Skip site navigation (1)Skip section navigation (2)
Date:      Mon, 31 Oct 2022 16:03:17 +0800
From:      Zhenlei Huang <zlei.huang@gmail.com>
To:        Paul Procacci <pprocacci@gmail.com>
Cc:        FreeBSD virtualization <freebsd-virtualization@freebsd.org>
Subject:   Re: NFS in bhyve VM mounted via bridge interface
Message-ID:  <3858240B-7225-4ECB-B4A6-4DE006ED869D@gmail.com>
In-Reply-To: <CAFbbPuiHZokb_7Q=TpXy7fFBNfJGtN=9Dt3T2%2Bbx5OZUQOqjbg@mail.gmail.com>
References:  <A4F5B9EF-AA2B-4F34-8F62-A12ECE4E9566@jld3.net> <CAFbbPuiHZokb_7Q=TpXy7fFBNfJGtN=9Dt3T2%2Bbx5OZUQOqjbg@mail.gmail.com>

next in thread | previous in thread | raw e-mail | index | archive | help

[-- Attachment #1 --]

> On Oct 31, 2022, at 2:02 PM, Paul Procacci <pprocacci@gmail.com> wrote:
> 
> 
> 
> On Mon, Oct 31, 2022 at 12:00 AM John Doherty <bsdlists@jld3.net <mailto:bsdlists@jld3.net>> wrote:
> I have a machine running FreeBSD 12.3-RELEASE with a zpool that consists 
> of 12 mirrored pairs of 14 TB disks.  I'll call this the "storage 
> server." On that machine, I can write to ZFS file systems at around 950 
> MB/s and read from them at around 1450 MB/s.
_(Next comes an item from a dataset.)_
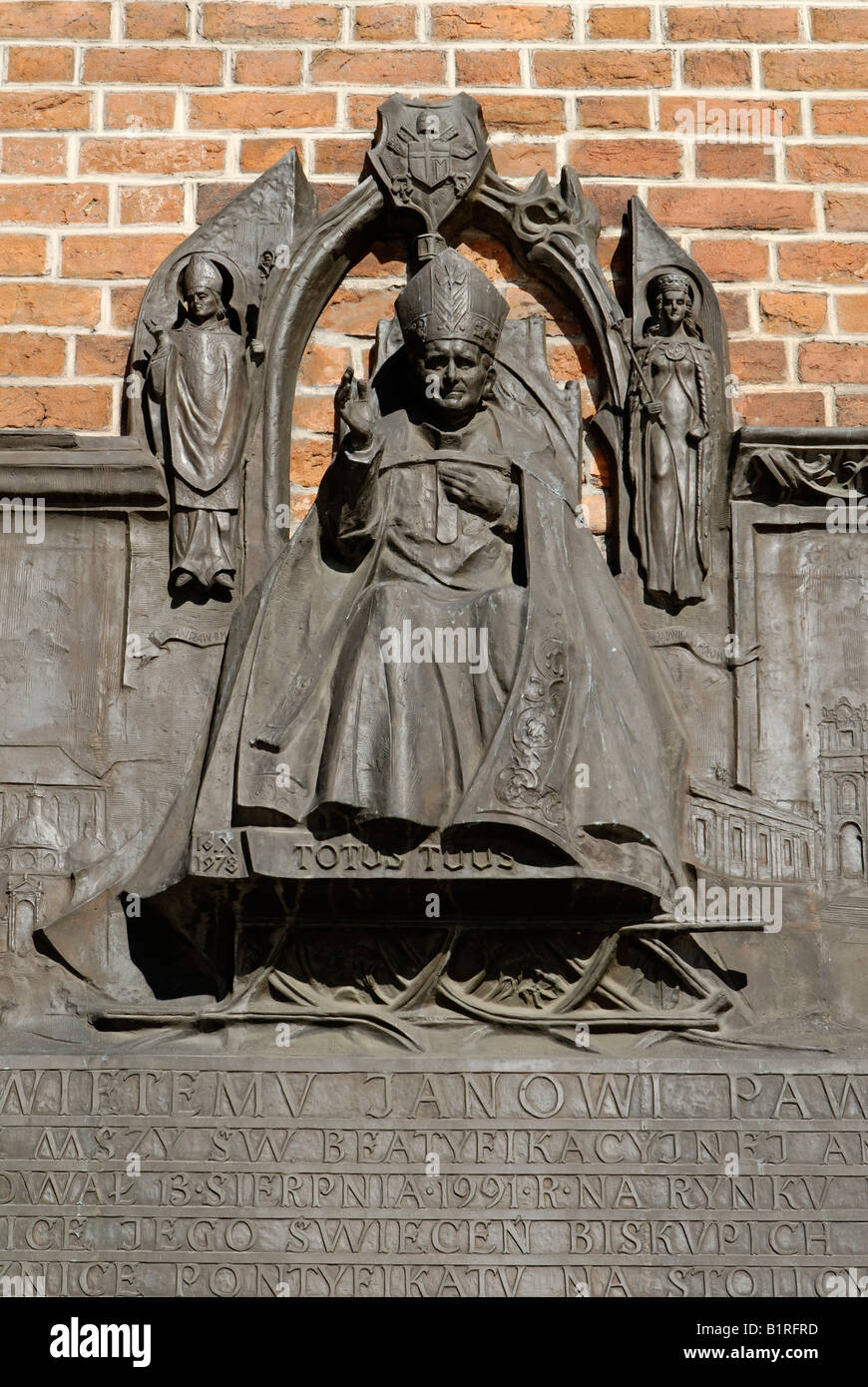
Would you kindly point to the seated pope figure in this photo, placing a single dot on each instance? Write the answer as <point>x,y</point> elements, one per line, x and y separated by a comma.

I'm happy with that.
> 
> I have another machine running Alma linux 8.6 that mounts file systems 
> from the storage server via NFS over a 10 GbE network. On this machine, 
> I can write to and read from an NFS file system at around 450 MB/s. I 
> wish that this were better but it's OK.
> 
> I created a bhyve VM on the storage server that also runs Alma linux 
> 8.6. It has a vNIC that is bridged with the 10 GbE physical NIC and a 
> tap interface:
> 
> [root@ss3] # ifconfig vm-storage
> vm-storage: flags=8843<UP,BROADCAST,RUNNING,SIMPLEX,MULTICAST> metric 0 
> mtu 1500
>         ether 82:d3:46:17:4e:ee
>         id 00:00:00:00:00:00 priority 32768 hellotime 2 fwddelay 15
>         maxage 20 holdcnt 6 proto rstp maxaddr 2000 timeout 1200
>         root id 00:00:00:00:00:00 priority 32768 ifcost 0 port 0
>         member: tap1 flags=143<LEARNING,DISCOVER,AUTOEDGE,AUTOPTP>
>                 ifmaxaddr 0 port 10 priority 128 path cost 2000000
>         member: ixl0 flags=143<LEARNING,DISCOVER,AUTOEDGE,AUTOPTP>
>                 ifmaxaddr 0 port 5 priority 128 path cost 2000
>         groups: bridge vm-switch viid-ddece@
>         nd6 options=1<PERFORMNUD>
> 
> I mount file systems from the storage server on this VM via NFS. I can 
> write to those file systems at around 250 MB/s and read from them at 
> around 280 MB/s. This surprised me a little: I thought that this might 
> perform better than or at least as well as the physical 10 GbE network 
> but find that it performs significantly worse.
> 
> All my read and write tests here are stupidly simple, using dd to read 
> from /dev/zero and write to a file or to read from a file and write to 
> /dev/null.
> 
> Is anyone else either surprised or unsurprised by these results?
> 
> I have not yet tried passing a physical interface on the storage server 
> through to the VM with PCI passthrough, but the machine does have 
> another 10 GbE interface I could use for this. This stuff is all about 
> 3,200 miles away from me so I need to get someone to plug a cable in for 
> me. I'll be interested to see how that works out, though.
> 
> Any comments much appreciated. Thanks.
> 
> 
> 
> I was getting geared up to help you with this and then this happened:
> 
> Host:
> # dd if=17-04-27.mp4 of=/dev/null bs=4096
> 216616+1 records in
> 216616+1 records out
> 887263074 bytes transferred in 76.830892 secs (11548259 bytes/sec)
> 
> VM:
> dd if=17-04-27.mp4 of=/dev/null bs=4096
> 216616+1 records in
> 216616+1 records out
> 887263074 bytes transferred in 7.430017 secs (119416016 bytes/sec)
> 
> I'm totally flabbergasted.  These results are consistent and not at all what I expected to see.
> I even ran the tests on the VM first and the host second.  Call me confused.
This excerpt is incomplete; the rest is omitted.